Fashion designer Emilio Pucci was hired to design new uniforms for the flight crews:
And the (in retrospect, sexist) AirStrip was introduced, in which flight attendants (or, in keeping with the times, “stewardesses”) would, over the course of the flight, remove their Pucci uniforms in favor of something more-comfortable.
In addition, Braniff built a swanky “Hostess College” adjacent to their home airport, Dallas’ Love Field.

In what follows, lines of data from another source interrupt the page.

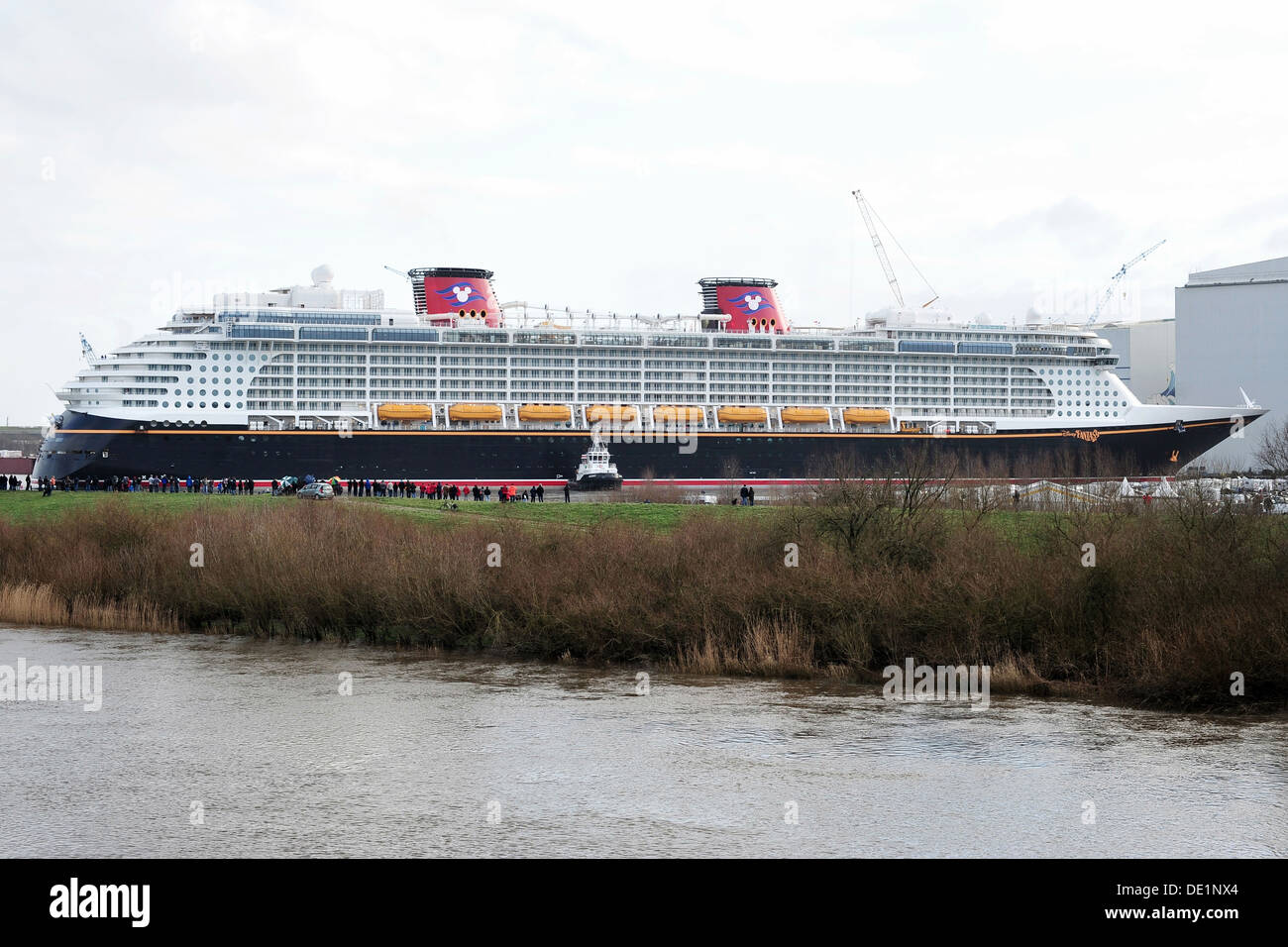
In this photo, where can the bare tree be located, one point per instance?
(1273, 453)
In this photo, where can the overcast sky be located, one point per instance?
(608, 155)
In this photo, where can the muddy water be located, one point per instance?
(215, 746)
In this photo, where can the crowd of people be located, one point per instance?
(288, 484)
(140, 484)
(441, 491)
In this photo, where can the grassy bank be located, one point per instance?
(1176, 602)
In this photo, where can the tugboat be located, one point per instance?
(596, 470)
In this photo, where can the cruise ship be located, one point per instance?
(463, 389)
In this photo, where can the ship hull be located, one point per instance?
(97, 447)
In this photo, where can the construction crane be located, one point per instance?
(881, 256)
(1119, 275)
(879, 248)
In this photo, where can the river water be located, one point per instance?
(226, 746)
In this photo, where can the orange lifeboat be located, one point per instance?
(464, 411)
(741, 415)
(866, 415)
(404, 412)
(805, 415)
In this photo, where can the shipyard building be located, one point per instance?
(1232, 333)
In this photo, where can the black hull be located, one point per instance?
(89, 446)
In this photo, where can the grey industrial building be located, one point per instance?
(1232, 333)
(1146, 356)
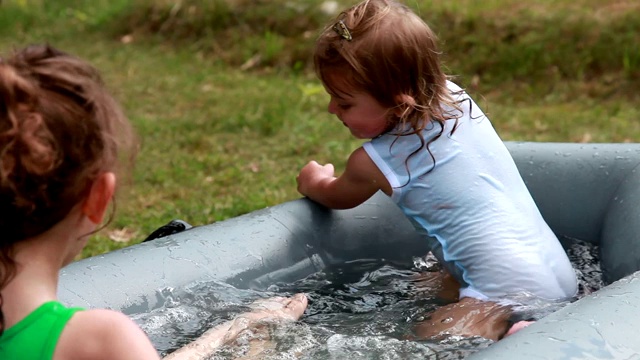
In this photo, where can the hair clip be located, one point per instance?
(342, 30)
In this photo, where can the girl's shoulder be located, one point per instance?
(103, 334)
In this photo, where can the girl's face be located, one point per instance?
(365, 117)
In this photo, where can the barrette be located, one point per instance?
(342, 30)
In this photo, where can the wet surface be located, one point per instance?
(360, 310)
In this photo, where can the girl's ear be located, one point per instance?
(405, 102)
(99, 197)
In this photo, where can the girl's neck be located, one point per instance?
(36, 280)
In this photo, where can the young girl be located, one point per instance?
(61, 136)
(432, 150)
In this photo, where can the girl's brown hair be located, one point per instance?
(59, 129)
(391, 54)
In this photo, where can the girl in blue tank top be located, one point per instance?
(435, 153)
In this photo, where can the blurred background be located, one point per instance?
(223, 96)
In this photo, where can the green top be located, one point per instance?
(35, 337)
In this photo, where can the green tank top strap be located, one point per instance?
(35, 337)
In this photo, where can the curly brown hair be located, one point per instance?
(59, 129)
(391, 54)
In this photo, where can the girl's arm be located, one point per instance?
(104, 334)
(360, 180)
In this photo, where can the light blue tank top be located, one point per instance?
(474, 207)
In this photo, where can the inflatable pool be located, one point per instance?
(587, 192)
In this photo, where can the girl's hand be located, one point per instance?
(313, 174)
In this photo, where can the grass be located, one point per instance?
(227, 109)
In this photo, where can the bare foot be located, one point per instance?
(517, 327)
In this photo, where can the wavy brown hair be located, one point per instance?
(59, 129)
(392, 55)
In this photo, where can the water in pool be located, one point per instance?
(359, 310)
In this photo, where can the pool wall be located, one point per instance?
(589, 192)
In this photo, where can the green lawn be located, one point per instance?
(227, 109)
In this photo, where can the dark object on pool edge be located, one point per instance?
(589, 192)
(173, 227)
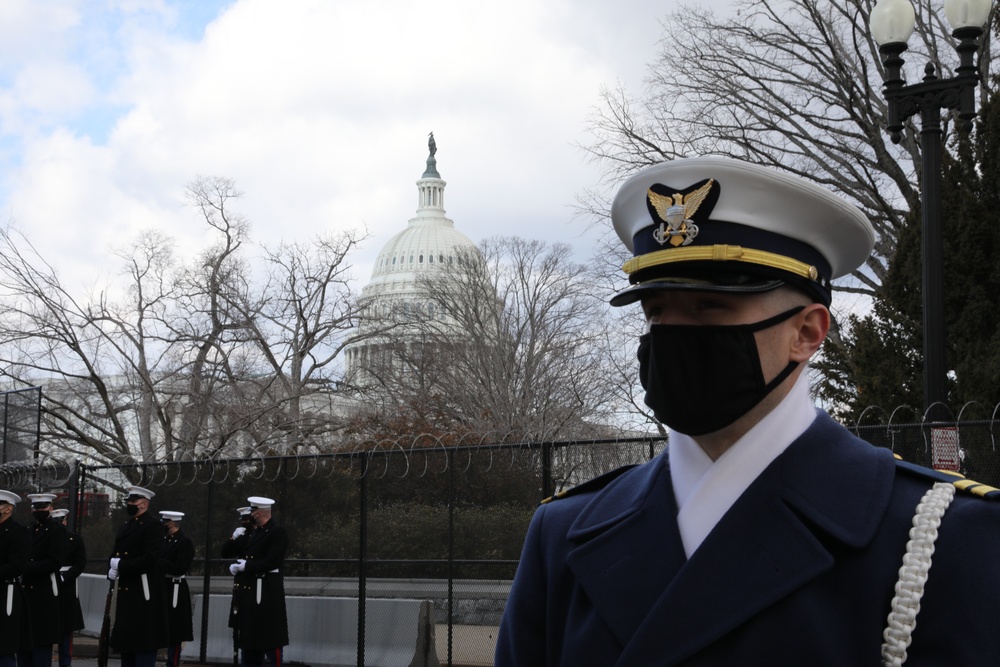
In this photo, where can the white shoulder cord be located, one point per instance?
(913, 574)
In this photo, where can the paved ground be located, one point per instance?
(472, 646)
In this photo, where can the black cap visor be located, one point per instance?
(637, 292)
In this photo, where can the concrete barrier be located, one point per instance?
(322, 630)
(93, 594)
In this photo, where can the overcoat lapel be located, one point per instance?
(630, 547)
(762, 550)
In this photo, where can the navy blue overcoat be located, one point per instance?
(800, 571)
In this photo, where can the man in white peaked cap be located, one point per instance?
(70, 610)
(15, 550)
(765, 533)
(41, 580)
(261, 621)
(175, 561)
(140, 627)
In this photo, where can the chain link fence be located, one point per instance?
(391, 520)
(404, 519)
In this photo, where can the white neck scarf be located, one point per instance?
(706, 489)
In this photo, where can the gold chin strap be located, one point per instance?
(721, 253)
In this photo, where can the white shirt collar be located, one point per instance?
(705, 490)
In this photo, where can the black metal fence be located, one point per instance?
(382, 518)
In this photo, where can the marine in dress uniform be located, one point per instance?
(15, 549)
(175, 561)
(41, 580)
(765, 533)
(261, 619)
(140, 626)
(236, 547)
(71, 611)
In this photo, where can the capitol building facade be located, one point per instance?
(394, 302)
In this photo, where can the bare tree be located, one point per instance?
(795, 84)
(182, 359)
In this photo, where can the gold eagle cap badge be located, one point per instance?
(675, 213)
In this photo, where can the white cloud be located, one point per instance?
(318, 109)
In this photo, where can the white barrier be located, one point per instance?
(322, 630)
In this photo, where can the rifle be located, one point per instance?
(103, 642)
(236, 628)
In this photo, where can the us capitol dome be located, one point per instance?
(429, 242)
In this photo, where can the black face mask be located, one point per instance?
(700, 379)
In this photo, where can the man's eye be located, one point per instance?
(709, 304)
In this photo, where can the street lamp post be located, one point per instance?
(891, 24)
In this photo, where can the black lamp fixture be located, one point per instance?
(891, 23)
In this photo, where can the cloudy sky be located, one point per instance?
(318, 109)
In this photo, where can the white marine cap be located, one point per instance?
(724, 225)
(259, 502)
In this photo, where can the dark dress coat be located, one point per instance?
(15, 627)
(800, 571)
(260, 590)
(235, 548)
(41, 580)
(141, 611)
(175, 561)
(69, 592)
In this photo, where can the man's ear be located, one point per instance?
(812, 325)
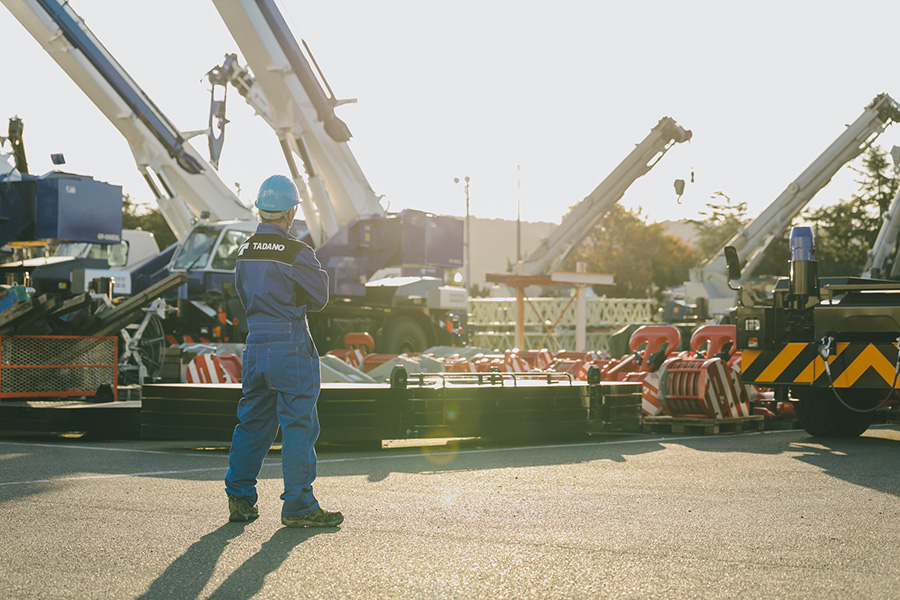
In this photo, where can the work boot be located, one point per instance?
(317, 518)
(241, 510)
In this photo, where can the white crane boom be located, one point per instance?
(295, 105)
(553, 250)
(710, 280)
(185, 185)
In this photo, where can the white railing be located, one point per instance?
(550, 322)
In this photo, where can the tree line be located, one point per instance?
(646, 261)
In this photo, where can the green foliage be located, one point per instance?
(141, 216)
(643, 259)
(724, 218)
(845, 232)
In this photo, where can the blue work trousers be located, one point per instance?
(281, 385)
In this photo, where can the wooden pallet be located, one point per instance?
(701, 426)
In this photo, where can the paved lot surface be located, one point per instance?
(770, 515)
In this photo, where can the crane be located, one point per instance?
(184, 184)
(709, 281)
(553, 250)
(283, 87)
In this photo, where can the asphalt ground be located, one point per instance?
(761, 515)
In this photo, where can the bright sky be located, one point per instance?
(476, 88)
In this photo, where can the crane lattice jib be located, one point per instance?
(553, 250)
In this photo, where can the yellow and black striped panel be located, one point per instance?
(853, 364)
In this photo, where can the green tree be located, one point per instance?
(642, 258)
(141, 216)
(845, 232)
(724, 218)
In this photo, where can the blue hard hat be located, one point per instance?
(277, 193)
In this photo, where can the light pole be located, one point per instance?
(468, 234)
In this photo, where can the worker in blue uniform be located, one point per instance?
(278, 279)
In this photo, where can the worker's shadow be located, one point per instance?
(189, 574)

It featured this of-the-times conversation pit:
Noted architect and designer Alexander Girard was hired to completely rebrand the airline, from sugar packets, to airport gates to jet interiors, as part of the “End of the Plain Plane” campaign.
And, finally, getting back to Calder, he was invited to use Braniff jets as giant canvasses for his art, resulting in some of the most bold, exciting jet liveries to ever grace the sky:
Unfortunately for Braniff, these undertakings were not enough to keep the airline alive. Due to mounting debt and a threatened pilots strike, the airline ceased operations on May 12, 1982. The daily nonstop from Honolulu to DFW, was the airline’s last flight, undertaken by the 747SP named “747 Braniff Place”, but more affectionately-known as “Big Orange”:
The designs of the 60s and 70s had a certain optimism to them, no doubt inspired by unease over the Vietnam War and the Cold War, and percolated by men walking on the Moon, that it gives me hope that great art will emerge from the current coronavirus-stricken world.